Human Rights Watch (HRW) a condamné mardi le meurtre de civils Teke à Kinshasa fin novembre, soulignant la menace croissante de violences intercommunautaires dans l’ouest de la République démocratique du Congo (RDC).

HRW a décrit ces meurtres comme « une attaque de représailles apparente liée à la montée des tensions intercommunautaires ». L’organisation a exhorté les autorités congolaises à prendre des mesures immédiates pour s’attaquer aux causes profondes de ces tensions et pour protéger les communautés vulnérables contre de nouvelles attaques. L’organisation a également averti que l’incapacité d’agir de manière décisive risque d’enraciner des cycles de vengeance et de représailles qui pourraient déstabiliser les zones proches de la capitale, un scénario ayant des implications nationales.

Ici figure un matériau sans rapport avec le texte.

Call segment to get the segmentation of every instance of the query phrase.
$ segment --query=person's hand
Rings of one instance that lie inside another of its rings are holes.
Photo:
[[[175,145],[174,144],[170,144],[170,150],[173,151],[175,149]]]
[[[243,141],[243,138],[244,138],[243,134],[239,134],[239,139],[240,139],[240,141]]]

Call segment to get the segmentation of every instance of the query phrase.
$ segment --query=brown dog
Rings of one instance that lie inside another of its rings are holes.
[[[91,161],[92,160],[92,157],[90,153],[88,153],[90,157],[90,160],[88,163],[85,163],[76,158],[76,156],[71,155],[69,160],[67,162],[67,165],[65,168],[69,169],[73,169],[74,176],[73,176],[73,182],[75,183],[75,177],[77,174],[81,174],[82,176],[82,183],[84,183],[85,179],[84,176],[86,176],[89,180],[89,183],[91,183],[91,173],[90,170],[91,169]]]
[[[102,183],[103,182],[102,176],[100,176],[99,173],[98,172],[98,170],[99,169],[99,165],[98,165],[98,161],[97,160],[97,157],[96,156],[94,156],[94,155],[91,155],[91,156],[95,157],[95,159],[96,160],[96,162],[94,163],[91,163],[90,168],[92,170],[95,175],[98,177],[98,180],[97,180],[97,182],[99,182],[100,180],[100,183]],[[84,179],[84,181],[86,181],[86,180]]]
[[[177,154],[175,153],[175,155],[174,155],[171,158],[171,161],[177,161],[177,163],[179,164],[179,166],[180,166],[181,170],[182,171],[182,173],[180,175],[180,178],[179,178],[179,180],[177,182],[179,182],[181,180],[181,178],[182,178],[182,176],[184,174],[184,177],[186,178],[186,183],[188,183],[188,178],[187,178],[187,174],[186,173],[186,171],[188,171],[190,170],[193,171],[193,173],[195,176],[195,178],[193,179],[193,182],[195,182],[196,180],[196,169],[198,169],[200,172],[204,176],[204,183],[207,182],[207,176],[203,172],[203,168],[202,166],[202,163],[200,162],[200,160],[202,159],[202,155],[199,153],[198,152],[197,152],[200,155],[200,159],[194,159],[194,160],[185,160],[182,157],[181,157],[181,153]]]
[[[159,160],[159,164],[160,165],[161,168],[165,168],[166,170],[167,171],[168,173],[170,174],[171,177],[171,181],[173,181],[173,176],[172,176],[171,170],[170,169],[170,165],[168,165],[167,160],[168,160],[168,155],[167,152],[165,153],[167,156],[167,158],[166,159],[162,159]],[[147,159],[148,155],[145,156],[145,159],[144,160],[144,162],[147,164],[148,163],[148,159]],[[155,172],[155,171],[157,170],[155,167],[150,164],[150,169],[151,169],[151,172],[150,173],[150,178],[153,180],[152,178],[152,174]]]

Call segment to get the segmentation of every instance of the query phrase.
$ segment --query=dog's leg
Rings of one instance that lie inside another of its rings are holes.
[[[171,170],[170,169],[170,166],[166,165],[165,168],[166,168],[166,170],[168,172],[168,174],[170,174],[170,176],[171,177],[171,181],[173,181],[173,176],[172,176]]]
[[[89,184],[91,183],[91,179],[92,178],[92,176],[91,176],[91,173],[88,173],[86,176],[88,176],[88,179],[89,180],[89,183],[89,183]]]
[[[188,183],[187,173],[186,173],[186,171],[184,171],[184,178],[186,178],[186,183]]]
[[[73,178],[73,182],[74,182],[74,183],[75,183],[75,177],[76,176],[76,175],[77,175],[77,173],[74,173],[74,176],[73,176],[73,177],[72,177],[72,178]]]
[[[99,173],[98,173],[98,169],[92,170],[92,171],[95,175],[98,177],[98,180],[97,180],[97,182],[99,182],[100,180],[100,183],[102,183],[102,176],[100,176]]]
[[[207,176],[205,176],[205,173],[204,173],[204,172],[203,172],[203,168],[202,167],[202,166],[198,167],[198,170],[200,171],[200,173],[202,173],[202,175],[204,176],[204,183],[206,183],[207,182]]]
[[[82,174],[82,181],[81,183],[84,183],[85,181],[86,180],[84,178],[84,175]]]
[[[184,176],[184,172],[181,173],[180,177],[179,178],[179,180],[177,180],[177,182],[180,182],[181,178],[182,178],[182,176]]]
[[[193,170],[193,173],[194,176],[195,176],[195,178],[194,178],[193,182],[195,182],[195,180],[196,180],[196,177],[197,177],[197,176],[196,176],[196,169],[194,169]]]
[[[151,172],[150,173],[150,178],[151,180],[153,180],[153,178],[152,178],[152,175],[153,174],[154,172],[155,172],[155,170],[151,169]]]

Les violences ont eu lieu dans le village de Nkana, dans le territoire de Kwamouth, à près de 75 kilomètres au nord-est de Kinshasa, la capitale de la RDC. Le massacre a fait au moins 22 morts parmi les civils et de nombreux autres blessés par des assaillants identifiés comme étant des combattants de Mobondo. Selon HRW, la milice Mobondo a tué sans discernement en utilisant des armes à feu et des machettes et a ciblé « principalement les villageois de l’ethnie Teke dans leurs maisons alors qu’ils tentaient de fuir ». Le motif de l’attaque aurait été le refus des habitants de Teke de nommer un chef coutumier Yaka. Dans les jours qui ont précédé l’assaut, des messages de menaces ont été envoyés à certains villageois Teke.

À la suite de l’attaque, les autorités congolaises ont déployé du personnel militaire dans la zone et ont annoncé l’ouverture d’une enquête sur les meurtres. Certains législateurs ont appelé l’assemblée provinciale à adopter des mesures urgentes pour faire face à la crise humanitaire.

Le territoire de Kwamouth a été le théâtre d’affrontements répétés entre les communautés Yaka et Teke au sujet des terres, de l’autorité coutumière et de la représentation politique depuis juin 2022. Cela a été condamné par les militants de la société civile, les groupes de défense des droits humains et les autorités traditionnelles.

En droit international, le principe de distinction exige que les combattants fassent la distinction entre les cibles civiles et militaires.